Immer mehr Titel finden den Weg zu uns

Im Sog des Erfolgs fanden und finden auch immer mehr Titel einen Weg, die eine ganz andere, erwachsene Seite Japans zeigten: Mit viel Zeit und Gespür für‘s Detail werden Geschichten erzählt, die man fast hören, riechen und schmecken kann. Ob Jiro Taniguchi, Osamu Tezuka oder Naoki Urasawa – sie haben Werke geschaffen, die nicht nur die Comicwelt nachhaltig geprägt haben. Von den aktuellen Neuerscheinungen ist „Chiisakobee“ von Minetaro Mochizuki das beeindruckendste Beispiel, die Adaption eines Romans von Shugoro Yamamoto. Die steifen Zeichnungen erinnern an Daniel Clowes, die Story jedoch ist viel mehr dem Alltag und den Abgründen darunter gewidmet. Die Figuren sind durchweg wunderbar menschlich und agieren überraschend, und auch wenn sich Dinge anbahnen, kann man sich doch nie sicher sein, ob tatsächlich etwas passiert.
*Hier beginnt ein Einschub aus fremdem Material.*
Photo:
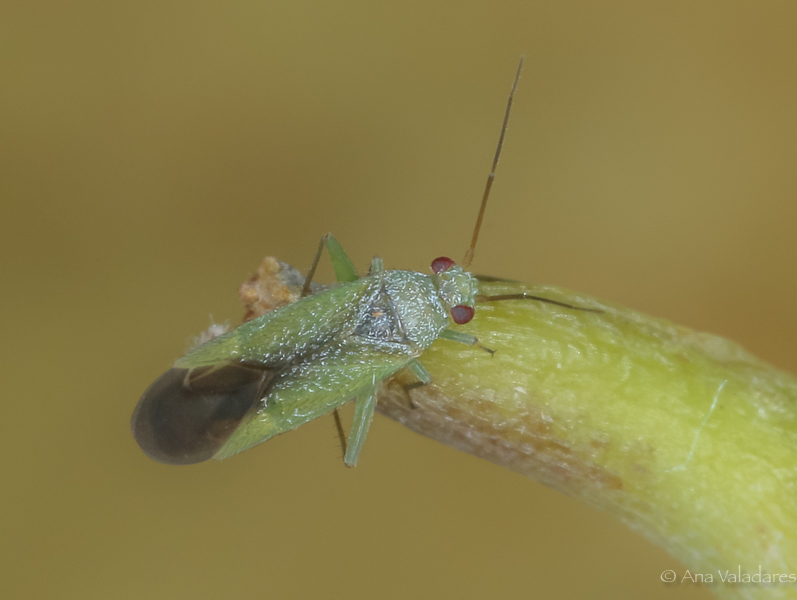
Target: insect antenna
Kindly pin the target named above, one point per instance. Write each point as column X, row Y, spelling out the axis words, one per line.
column 469, row 254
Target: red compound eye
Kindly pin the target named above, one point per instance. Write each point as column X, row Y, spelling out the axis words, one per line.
column 442, row 263
column 462, row 314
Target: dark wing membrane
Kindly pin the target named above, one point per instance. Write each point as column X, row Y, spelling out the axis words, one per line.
column 186, row 415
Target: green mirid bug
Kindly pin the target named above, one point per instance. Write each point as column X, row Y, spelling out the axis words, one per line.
column 308, row 358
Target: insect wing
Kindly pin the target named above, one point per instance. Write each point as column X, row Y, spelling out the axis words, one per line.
column 282, row 335
column 313, row 388
column 186, row 415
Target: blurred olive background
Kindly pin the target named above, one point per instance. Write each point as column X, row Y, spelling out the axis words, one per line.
column 153, row 153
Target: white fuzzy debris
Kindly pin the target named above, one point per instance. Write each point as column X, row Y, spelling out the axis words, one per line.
column 214, row 331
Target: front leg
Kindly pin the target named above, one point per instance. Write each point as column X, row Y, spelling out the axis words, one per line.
column 363, row 415
column 345, row 272
column 463, row 338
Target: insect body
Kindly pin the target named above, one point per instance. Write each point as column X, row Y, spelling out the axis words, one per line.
column 306, row 359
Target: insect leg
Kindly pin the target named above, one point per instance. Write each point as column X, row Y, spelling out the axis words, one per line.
column 339, row 428
column 344, row 268
column 363, row 414
column 527, row 296
column 420, row 372
column 377, row 266
column 463, row 338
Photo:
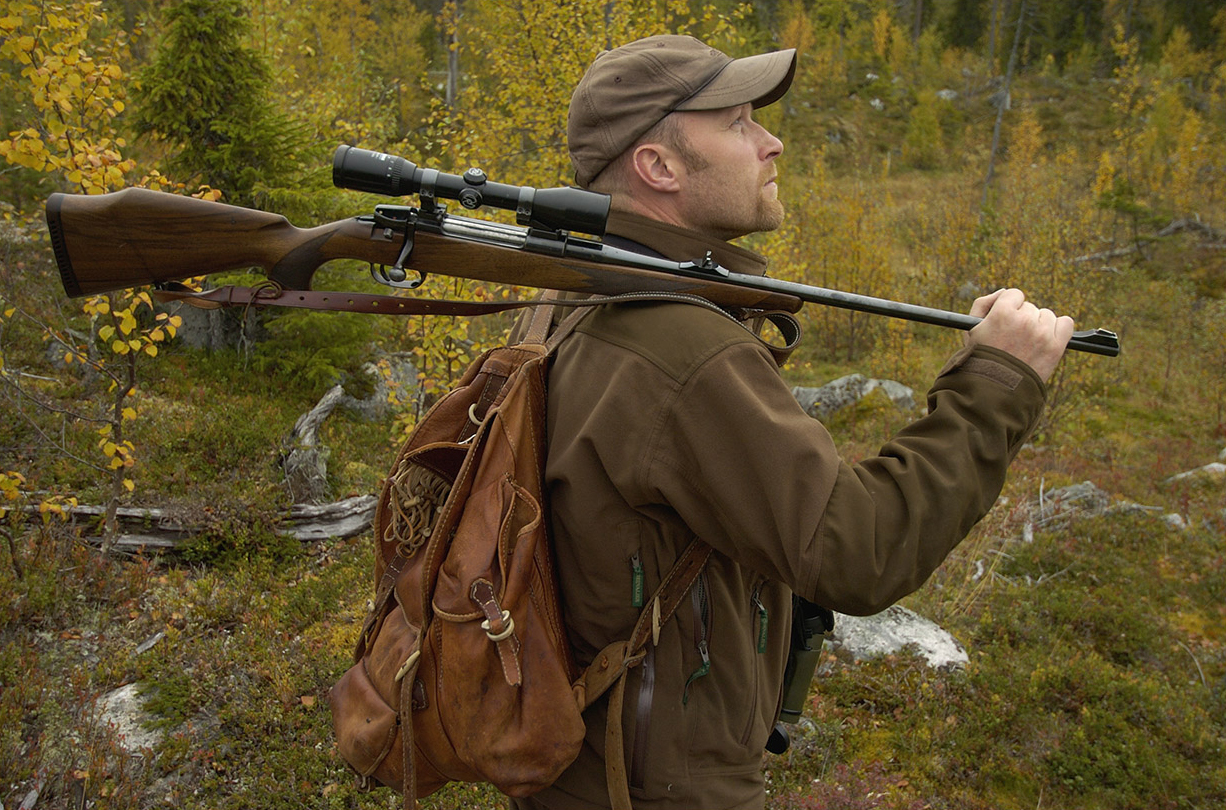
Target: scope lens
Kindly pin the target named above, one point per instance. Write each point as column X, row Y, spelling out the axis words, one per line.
column 373, row 172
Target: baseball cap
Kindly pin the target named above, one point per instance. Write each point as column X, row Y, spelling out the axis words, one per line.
column 629, row 90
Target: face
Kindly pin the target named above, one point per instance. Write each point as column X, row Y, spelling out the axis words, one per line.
column 731, row 191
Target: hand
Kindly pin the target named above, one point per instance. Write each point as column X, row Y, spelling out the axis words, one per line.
column 1012, row 324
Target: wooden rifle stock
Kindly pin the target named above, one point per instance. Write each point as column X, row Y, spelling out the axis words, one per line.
column 139, row 237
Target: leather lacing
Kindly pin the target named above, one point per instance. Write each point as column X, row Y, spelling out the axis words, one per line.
column 415, row 501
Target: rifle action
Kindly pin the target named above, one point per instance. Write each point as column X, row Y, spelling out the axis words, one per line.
column 140, row 237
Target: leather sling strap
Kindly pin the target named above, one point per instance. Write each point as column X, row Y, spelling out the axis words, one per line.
column 612, row 666
column 272, row 294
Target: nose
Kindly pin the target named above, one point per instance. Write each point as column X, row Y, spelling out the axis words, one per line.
column 770, row 146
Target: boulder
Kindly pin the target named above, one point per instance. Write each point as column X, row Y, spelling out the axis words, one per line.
column 896, row 628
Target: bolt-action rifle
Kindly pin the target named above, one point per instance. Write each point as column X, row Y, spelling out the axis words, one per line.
column 139, row 237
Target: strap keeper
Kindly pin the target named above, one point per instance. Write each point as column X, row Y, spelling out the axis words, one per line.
column 509, row 628
column 407, row 666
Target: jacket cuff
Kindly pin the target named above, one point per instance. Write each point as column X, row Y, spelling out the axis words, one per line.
column 997, row 365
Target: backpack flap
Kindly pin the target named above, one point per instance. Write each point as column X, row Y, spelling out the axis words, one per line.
column 505, row 666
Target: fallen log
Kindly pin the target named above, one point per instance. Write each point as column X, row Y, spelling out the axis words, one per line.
column 152, row 528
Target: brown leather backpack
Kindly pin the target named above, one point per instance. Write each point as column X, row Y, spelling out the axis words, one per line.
column 462, row 669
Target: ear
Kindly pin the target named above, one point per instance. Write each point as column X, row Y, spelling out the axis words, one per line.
column 657, row 167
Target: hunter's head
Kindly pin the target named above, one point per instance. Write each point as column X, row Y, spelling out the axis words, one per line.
column 665, row 125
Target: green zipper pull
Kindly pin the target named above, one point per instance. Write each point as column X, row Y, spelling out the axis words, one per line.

Das Wesentliche ist hier nicht der Plot, sondern das Personal und seine Entwicklung. (Carlsen Verlag, bislang zwei Bände)

Klar, dass so ein Boom auch stagniert. Doch im Gegensatz zu anderen Trends, die schließlich versanden, haben sich Manga schon lange fest etabliert, als weiteres Segment des Buchmarktes. Und: als wahre Bereicherung!